それには4年くらいかかっているが、いろいろな失敗をして、映像をたくさん撮って、ここまで来ている。何でもそうだが、いきなりうまくなるわけはなく、最初は「なんじゃこりゃ」というものを撮ったり編集したりしてここまで来ている。
先ほど、「映像を撮ったことがある人」「カメラを持っている人」という質問があったとき、ほとんどの人は手が挙がらなかったので、ここで「このカメラはすごい」という話をしても、多分あまり伝わらないと思う。特に「それを仕事に、こうしていこう」という話をしても、全然イメージが湧かないと思うので、非常に失礼な言い方かもしれないが、コンシューマ相手のような話をしていければと思う。「まず趣味から入りましょう」というところが、今日の落としどころかなと思っている。
そうはいっても、印刷業界は厳しいと言われている。その中で電子書籍とか電子マガジンに映像を入れていこうとか、そういった話が盛んにされている。Adobeデジタルパブリッシングプラットフォームがすごく騒がれているし、我々も、ああいうものを見たり社内で作ったり、映像コンテンツを入れていって、スライドを作ったものをもう少しインタラクティブにして教材にしていこうといった提案をしたりもしている。
そこでうまくいった事例を1つ挙げよう。ユネスコと一緒に、文化財というか、街を保存するための映像作品を作っていこうという話をしたことがある。街をよく見せるのなら、その街に住んでいる人たちが一番知っているだろうと考え、街の人たちを集めて、デジタル一眼レフに触ったこともない人たちにデジタル一眼レフを貸して、実際に撮ってみよう、編集してみようということで、3日間ワークショップという形でやって、グループに作品を何本か作ってもらった。
そういったところから、何もやったことがない人たちが何かを作っていくという過程は、なかなか大変ではあるがそんなにすごくハードルの高いことではないと思う。そうはいっても、ある程度機材が必要だったりする。
そういったときに、GoProをはじめとするウェアラブルカメラは、3万円くらいからある。もう少し高いものも安いものもあるし、車と同じで、ちょっとずつオプションを足していくと結局結構高かったみたいな話になりがちなので、ある程度の金額で、いい作品を少しずつ作っていこうというところの導入として、すごくいいカメラだと思っている。今日はそのご紹介を簡単にしたい。
GoProとは何かというと、ウェアラブルカメラ、POVカム、アクションカムという名前で呼ばれている。POVというのはポイントオブビュー、視点という意味である。「ここに付けて撮れる」というのがPOVという意味になる。ウェアラブルは「纏う」、アクションカムは「衝撃を与えても大丈夫」といった意味である。
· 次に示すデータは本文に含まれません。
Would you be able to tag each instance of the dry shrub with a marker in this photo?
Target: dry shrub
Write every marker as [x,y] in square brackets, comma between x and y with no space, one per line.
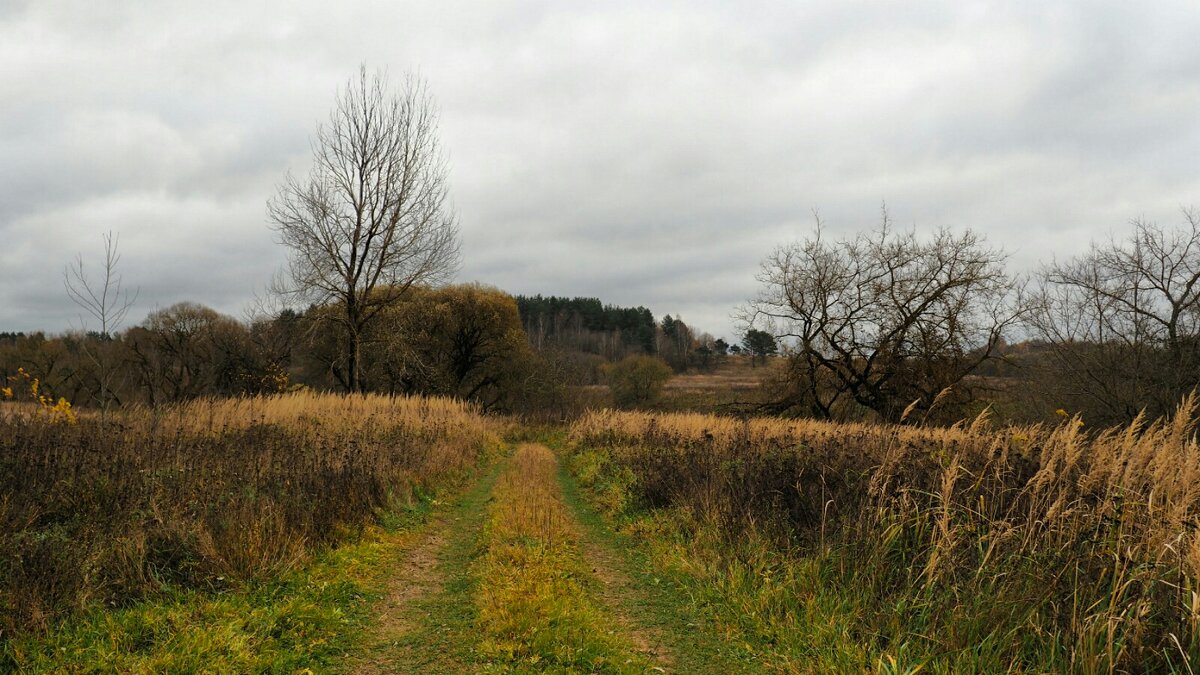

実際にお客さんで、「これを気球の上から撮ってたら落としちゃって、100メートルくらい落としちゃったんだけど」と言われたときも、ハウジングは割れたけれども中は大丈夫だったというくらいの感じである。
また、実際にF1とか、そういったものにマウントして走って、ぼろっと落として後ろの車が轢くといったこともよくあるが、中のメディアがSUNディスクなら大丈夫みたいな話と同じで、わりと映像が残っていたりする。カメラは壊れてしまっても、そこまでの記録はちゃんとできていたというのがわりと多くある。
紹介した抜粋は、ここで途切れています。